Son chef-d'œuvre, L'Enterrement du comte d'Orgaz (église Santo Tomé, Tolède, 1586-1588), résume sa manière : ciel ouvert où se déroule la liturgie céleste, terre où se déploie la cérémonie funèbre, figures allongées aux couleurs acides, lumière surnaturelle. La Vue de Tolède (vers 1599) invente le paysage moderne expressif. Ses portraits — Le Cardinal Niño de Guevara — atteignent une intensité psychologique presque hallucinée. Ignoré pendant trois siècles, El Greco est redécouvert par les modernes (Cézanne, Picasso, expressionnistes allemands) au début du XXe siècle.
Sous Philippe II, l'Escorial devient le grand chantier décoratif. Le roi y attire des peintres italiens (Federico Zuccari, Pellegrino Tibaldi, Luca Cambiaso) et y rassemble une collection prodigieuse — Titien, Bosch, Patinir, Dürer. Cette politique fait de l'Escorial un foyer cosmopolite mais ferme la voie à une véritable école nationale spectaculaire avant la fin du XVIe siècle.
Vers 1600, la transition vers le baroque espagnol s'amorce avec une nouvelle génération — Francisco Pacheco (futur maître de Velázquez), Juan Sánchez Cotán, Luis Tristán — qui prépare le Siècle d'or des Jusepe de Ribera, Francisco de Zurbarán, Diego Velázquez et Bartolomé Esteban Murillo.
Trois traits distinguent l'école : un réalisme dévotionnel intense (figures émaciées, sang, larmes), une palette assombrie prédilectionnant rouges sourds, ocres et noirs, et une iconographie strictement contre-réformée (mystiques, martyrs, ascètes). Là où l'Italie cultive l'harmonie classique et la Flandre la précision optique, l'Espagne cherche l'urgence spirituelle.
La Renaissance espagnole prépare directement le Siècle d'or (1600-1680), l'apogée absolue de la peinture espagnole. Berruguete, Morales et surtout El Greco transmettent à Velázquez, Zurbarán et Murillo un goût pour la spiritualité tendue, le drame de la lumière et l'austérité chromatique qui définit pour quatre siècles l'identité visuelle hispanique. Comprendre cette Renaissance, c'est comprendre comment un pays peut absorber les leçons italiennes sans renoncer à son propre tempérament — un des plus singuliers de l'histoire de l'art occidental.

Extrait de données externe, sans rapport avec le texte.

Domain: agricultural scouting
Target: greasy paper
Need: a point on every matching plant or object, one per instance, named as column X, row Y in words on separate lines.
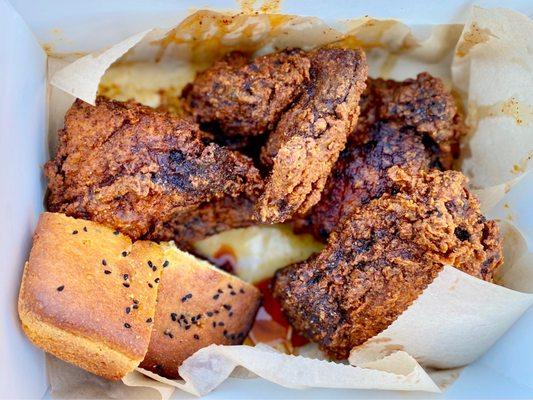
column 450, row 324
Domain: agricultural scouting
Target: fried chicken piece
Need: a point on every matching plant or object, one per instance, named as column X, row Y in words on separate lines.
column 128, row 166
column 413, row 124
column 186, row 228
column 383, row 255
column 423, row 103
column 309, row 137
column 238, row 97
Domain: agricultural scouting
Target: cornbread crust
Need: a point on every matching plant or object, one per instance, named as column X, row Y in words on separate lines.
column 72, row 308
column 197, row 305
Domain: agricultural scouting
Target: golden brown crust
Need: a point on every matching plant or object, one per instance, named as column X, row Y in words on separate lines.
column 197, row 305
column 237, row 97
column 129, row 166
column 413, row 124
column 383, row 255
column 310, row 135
column 87, row 294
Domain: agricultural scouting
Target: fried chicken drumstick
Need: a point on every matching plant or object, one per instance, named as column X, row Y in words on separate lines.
column 413, row 124
column 129, row 167
column 382, row 257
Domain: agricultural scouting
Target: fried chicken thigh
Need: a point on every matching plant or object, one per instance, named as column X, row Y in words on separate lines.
column 130, row 167
column 241, row 98
column 309, row 137
column 382, row 257
column 413, row 124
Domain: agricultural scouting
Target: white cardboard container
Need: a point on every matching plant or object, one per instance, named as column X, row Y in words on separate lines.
column 26, row 26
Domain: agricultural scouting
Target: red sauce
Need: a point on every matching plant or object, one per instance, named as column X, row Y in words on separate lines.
column 225, row 259
column 273, row 308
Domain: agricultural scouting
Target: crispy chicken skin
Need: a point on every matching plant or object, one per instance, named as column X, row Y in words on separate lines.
column 186, row 228
column 129, row 166
column 413, row 124
column 309, row 137
column 382, row 257
column 238, row 97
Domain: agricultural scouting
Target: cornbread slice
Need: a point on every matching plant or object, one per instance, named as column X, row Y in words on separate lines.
column 88, row 294
column 197, row 305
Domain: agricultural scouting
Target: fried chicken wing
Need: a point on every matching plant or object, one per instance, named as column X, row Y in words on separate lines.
column 245, row 98
column 309, row 137
column 413, row 124
column 129, row 167
column 382, row 257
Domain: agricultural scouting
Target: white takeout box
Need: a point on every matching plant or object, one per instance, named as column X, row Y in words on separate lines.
column 29, row 27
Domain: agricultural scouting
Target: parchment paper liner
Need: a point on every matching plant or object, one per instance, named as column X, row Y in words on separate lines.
column 451, row 323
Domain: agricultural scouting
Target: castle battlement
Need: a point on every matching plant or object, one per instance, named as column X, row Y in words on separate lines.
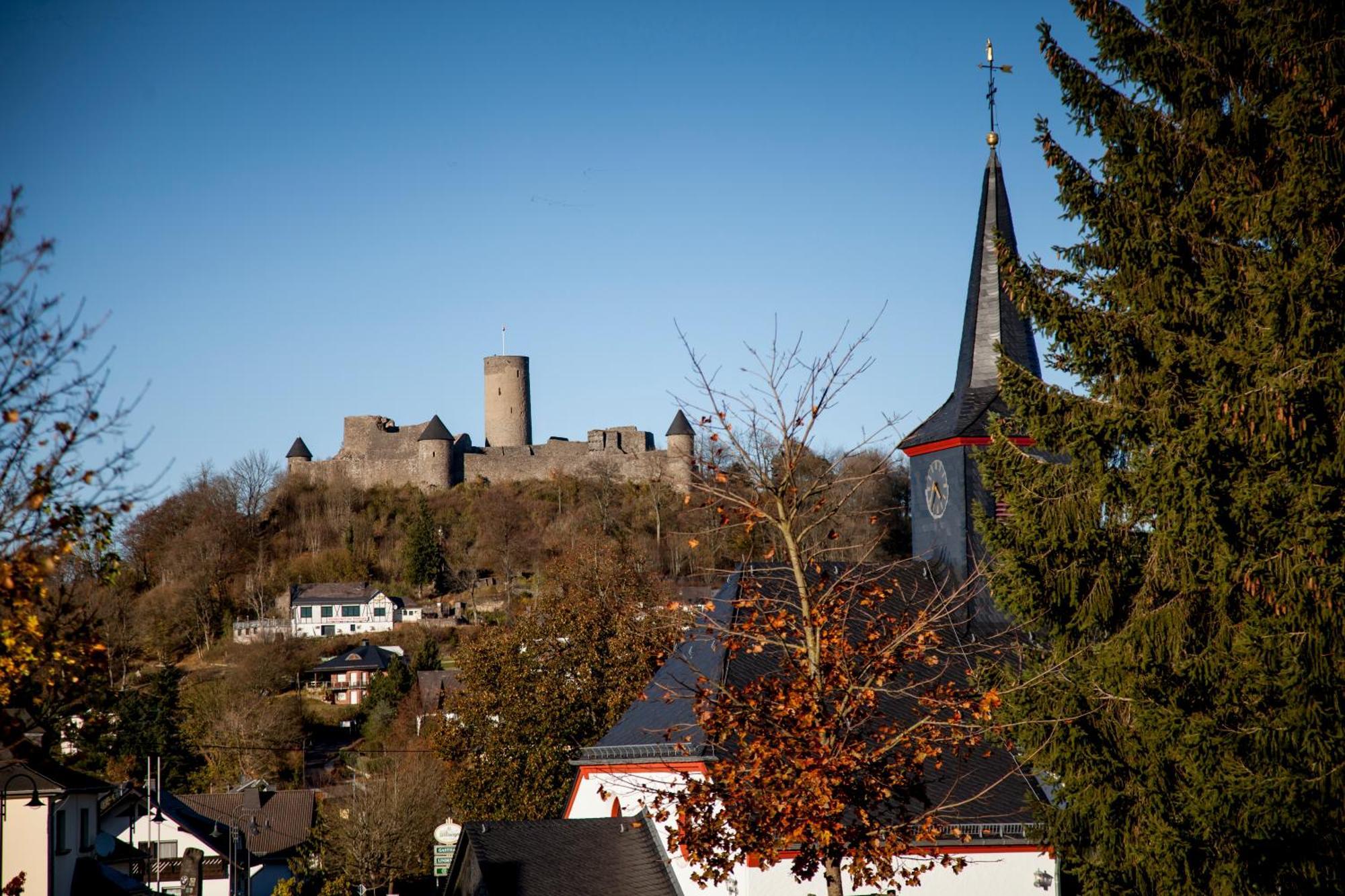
column 377, row 451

La Renaissance espagnole couvre approximativement le XVIe siècle, soit 1500-1600. Elle débute avec le retour des premiers peintres formés en Italie (Pedro Berruguete vers 1480-1500) et s'achève vers 1600 avec l'émergence des premiers peintres baroques (Pacheco, Sánchez Cotán, El Greco à Tolède) annonçant le Siècle d'or.
El Greco (Doménikos Theotokópoulos, 1541-1614) est la figure la plus emblématique. Né en Crète, formé à Venise et Rome, installé à Tolède en 1577, il fusionne tradition byzantine, maniérisme vénitien et mysticisme espagnol en un langage unique. Son Enterrement du comte d'Orgaz (1586-1588) est le chef-d'œuvre absolu de l'époque.
La Contre-Réforme (concile de Trente, 1545-1563) façonne profondément la peinture espagnole en imposant une iconographie strictement orthodoxe : pas de nudités gratuites, pas de sujets profanes, pas d'images apocryphes. Le résultat : une concentration sur les sujets sacrés (Vierges, Christ, saints, mystiques) avec une intensité dévotionnelle caractéristique qui distingue l'Espagne des autres écoles européennes.
Outre El Greco, citons Pedro Berruguete (le premier italianisant, formé à Urbino), son fils Alonso Berruguete (qui rapporte le maniérisme florentin), Luis de Morales El Divino (Vierges et Christs livides), Juan de Juanes à Valence, et Pedro Machuca à Grenade. Ces figures préparent l'éclosion du Siècle d'or vers 1600.
La Renaissance espagnole (XVIe siècle) absorbe les leçons italiennes et flamandes en les filtrant par la spiritualité hispanique. Le Siècle d'or (1600-1680) qui lui succède atteint l'apogée absolue avec Jusepe de Ribera, Francisco de Zurbarán, Diego Velázquez et Bartolomé Esteban Murillo. El Greco fait charnière entre les deux époques.